Monday, May 6, 2013

At the Treillage Café...

Untitled

... I was going to say get out of the grid, but you have to stay on the grid to jabber in The Treillage Café. Meade taught me the word treillage. I was going to say "trellis," but treillage sounds a little exotic. I did a Google image search on the word to make sure I wasn't getting it wrong, and the first couple things that came up made me worry for a moment that I'd stumbled into the name of some subdivision of bondage fetishism. The next step in my research was the Oxford English Dictionary (to which I cannot link). Meadhouse dialogue:
ALTHOUSE: Trellage is not even in the Oxford English Dictionary.

MEADE: French!
Trellis, however, is. My favorite historical OED quotes for trellis:
1861   Bp. S. Wilberforce Let. in Life (1881) II. xiii. 454   The earthly love becomes the trellice, up which the heavenly love creeps.
1894   H. Drummond Lowell Lect. Ascent Man 193   Language formed the trellis on which Mind climbed upward.
What metaphorical trellis — treillage — is supporting your upward aspirations? (The shadow the trellis makes on the grass — the focus of this photograph — is a also metaphor, though I don't have quotes for that easily at hand.)

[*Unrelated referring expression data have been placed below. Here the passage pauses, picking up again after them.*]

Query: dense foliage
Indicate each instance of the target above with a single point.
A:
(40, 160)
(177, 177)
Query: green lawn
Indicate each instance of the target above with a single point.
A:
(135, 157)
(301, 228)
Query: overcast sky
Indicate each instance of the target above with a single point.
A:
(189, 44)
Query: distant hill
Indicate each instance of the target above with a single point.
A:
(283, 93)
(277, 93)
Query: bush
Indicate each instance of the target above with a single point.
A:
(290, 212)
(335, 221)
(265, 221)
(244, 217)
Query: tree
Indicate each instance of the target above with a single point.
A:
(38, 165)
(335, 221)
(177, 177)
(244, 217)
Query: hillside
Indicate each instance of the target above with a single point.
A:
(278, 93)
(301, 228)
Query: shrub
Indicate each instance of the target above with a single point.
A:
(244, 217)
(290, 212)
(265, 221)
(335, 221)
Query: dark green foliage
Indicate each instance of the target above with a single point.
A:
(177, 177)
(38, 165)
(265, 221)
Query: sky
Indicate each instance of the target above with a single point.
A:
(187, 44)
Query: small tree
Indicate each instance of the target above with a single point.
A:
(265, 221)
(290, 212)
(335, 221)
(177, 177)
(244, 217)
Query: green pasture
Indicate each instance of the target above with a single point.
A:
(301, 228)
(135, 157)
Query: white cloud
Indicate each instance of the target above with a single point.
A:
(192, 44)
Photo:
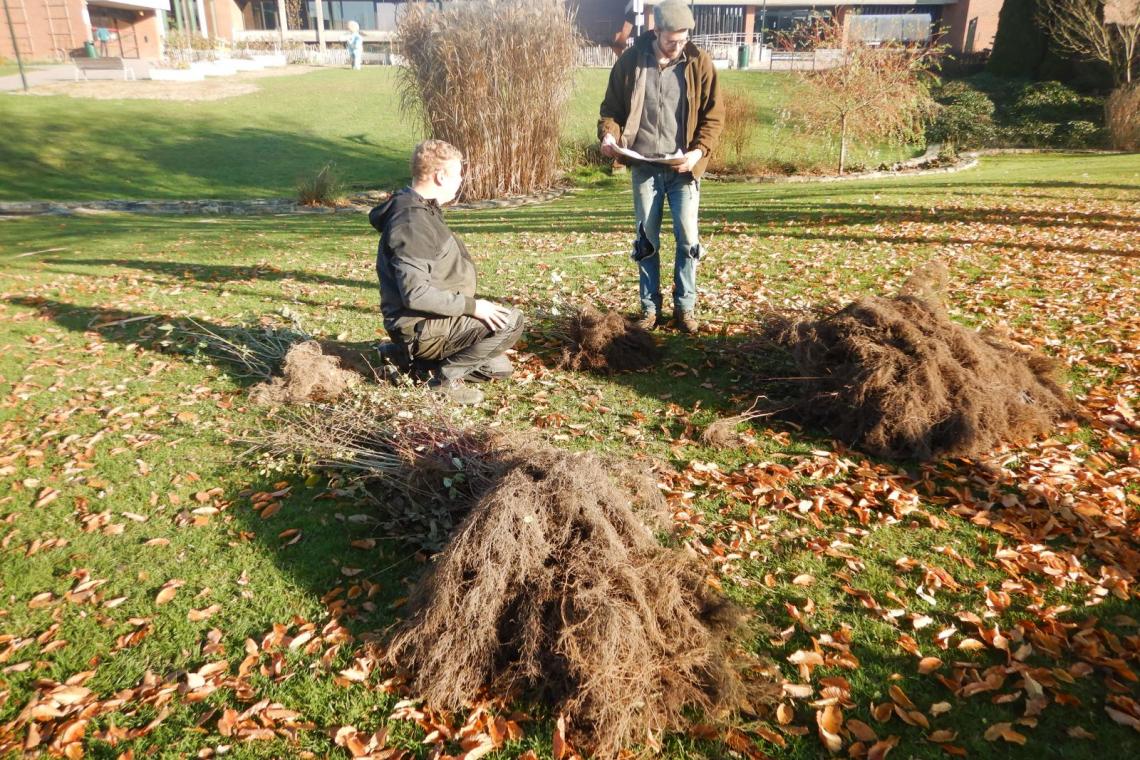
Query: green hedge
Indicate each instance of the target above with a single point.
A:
(992, 112)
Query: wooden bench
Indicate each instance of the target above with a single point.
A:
(84, 65)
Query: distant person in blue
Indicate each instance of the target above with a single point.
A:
(355, 45)
(103, 35)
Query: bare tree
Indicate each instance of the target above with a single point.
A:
(1107, 31)
(872, 94)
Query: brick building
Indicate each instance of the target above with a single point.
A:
(54, 29)
(970, 24)
(47, 30)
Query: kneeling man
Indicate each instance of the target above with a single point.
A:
(428, 282)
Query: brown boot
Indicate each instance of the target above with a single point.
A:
(648, 320)
(685, 320)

IN THE COMMENTS: Rabel said: "OED may have it with an 'i' before the first l.'" Ah! You are right. Meade only said the word, so I take responsibility for misspelling. I've corrected the spelling in the post, except at the spot where I'm not finding it in the OED. In fact, treillage is in the OED:
1712   J. Addison Spectator No. 477. ¶1   There are as many kinds of Gardening as of Poetry:..Contrivers of Bowers and Grotto's, Treillages and Cascades, are Romance Writers.